Snyder started drinking and smoking pot, both things she "had really wanted to stay away from after watching my dad".
Things got so bad that she began to fear for her future.
"I realised that I'm going to follow in the footsteps of my father, in that I'm going to meet an early death," she said.
But while kicking the substances was one thing, Snyder couldn't seem to ditch her other bad habit: unhealthy relationships.

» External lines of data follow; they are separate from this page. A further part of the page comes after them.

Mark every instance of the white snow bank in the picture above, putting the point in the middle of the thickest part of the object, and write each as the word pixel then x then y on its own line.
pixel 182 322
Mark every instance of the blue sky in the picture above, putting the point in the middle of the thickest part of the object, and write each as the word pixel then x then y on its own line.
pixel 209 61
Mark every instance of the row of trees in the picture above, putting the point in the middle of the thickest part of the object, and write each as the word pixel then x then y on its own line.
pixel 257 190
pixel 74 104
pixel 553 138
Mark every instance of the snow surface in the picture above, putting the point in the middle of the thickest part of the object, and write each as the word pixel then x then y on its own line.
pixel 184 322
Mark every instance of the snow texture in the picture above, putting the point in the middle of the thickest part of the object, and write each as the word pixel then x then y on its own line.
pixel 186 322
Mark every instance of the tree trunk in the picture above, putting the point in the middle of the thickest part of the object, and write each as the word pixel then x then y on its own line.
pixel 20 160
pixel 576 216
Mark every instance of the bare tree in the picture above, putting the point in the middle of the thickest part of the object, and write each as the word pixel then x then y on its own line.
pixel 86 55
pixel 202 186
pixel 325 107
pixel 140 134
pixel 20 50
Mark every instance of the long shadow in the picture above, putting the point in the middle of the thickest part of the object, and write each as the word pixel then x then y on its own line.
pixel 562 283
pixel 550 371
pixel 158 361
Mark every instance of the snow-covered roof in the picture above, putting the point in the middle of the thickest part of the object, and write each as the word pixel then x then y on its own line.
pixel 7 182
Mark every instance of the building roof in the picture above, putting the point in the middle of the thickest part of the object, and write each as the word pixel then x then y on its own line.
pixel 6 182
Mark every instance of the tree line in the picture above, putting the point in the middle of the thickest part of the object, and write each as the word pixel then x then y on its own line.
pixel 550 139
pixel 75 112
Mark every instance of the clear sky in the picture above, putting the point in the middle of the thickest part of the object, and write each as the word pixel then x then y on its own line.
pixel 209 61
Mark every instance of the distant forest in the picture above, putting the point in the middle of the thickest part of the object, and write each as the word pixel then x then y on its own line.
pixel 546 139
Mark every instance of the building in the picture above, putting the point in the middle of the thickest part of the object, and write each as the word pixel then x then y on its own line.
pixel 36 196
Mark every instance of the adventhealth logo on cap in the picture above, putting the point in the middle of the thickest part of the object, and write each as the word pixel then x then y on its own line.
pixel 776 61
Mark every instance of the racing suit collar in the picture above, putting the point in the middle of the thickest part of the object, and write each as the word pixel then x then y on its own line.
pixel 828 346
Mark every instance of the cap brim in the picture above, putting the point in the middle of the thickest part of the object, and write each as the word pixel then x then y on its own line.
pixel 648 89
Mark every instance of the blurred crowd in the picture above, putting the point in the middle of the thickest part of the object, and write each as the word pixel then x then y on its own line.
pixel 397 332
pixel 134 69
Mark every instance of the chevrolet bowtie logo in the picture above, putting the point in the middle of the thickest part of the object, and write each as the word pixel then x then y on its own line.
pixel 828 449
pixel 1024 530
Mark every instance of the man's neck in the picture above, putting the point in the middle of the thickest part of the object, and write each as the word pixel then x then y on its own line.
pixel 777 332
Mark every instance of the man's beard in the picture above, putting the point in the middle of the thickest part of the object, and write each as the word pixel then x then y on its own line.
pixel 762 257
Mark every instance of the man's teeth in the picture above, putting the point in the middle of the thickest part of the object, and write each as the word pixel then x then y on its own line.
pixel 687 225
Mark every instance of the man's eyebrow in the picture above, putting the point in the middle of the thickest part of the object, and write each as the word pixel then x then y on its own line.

'THE WORST TIME OF MY LIFE'
A further two marriages ensued, followed by divorces after cheating allegations and vicious arguments took their toll.
While she does not regret having her "precious children", the heiress said, one relationship was so destructive that she started to question who she was as a person.
"I was cheated on off and on for three-and-a-half years," Snyder said. "He cheated on me when I was pregnant, he disrespected me - never had I been talked to the way he talked to me. I was treated like trash; it was the worst time of my life."
After reaching her lowest point, Snyder reconnected with her Christian faith and made peace with her demons.
"God took me to a place that I'd never been before and he showed me in that time where I felt more alone than ever - more of a piece of trash than ever, more of a failure - that he was there and that he was ready to love me and fill that void. And he'd been there all along."
KIDNAPPING ATTEMPTS
Snyder, who for many years was considered a recluse who shied away from the media, has become more open in recent times.
She revealed in a 2014 interview with Orange Coast that she had been the victim of two kidnapping attempts, including one where she ran across a highway to get away from suspicious men in "a van with boarded up windows".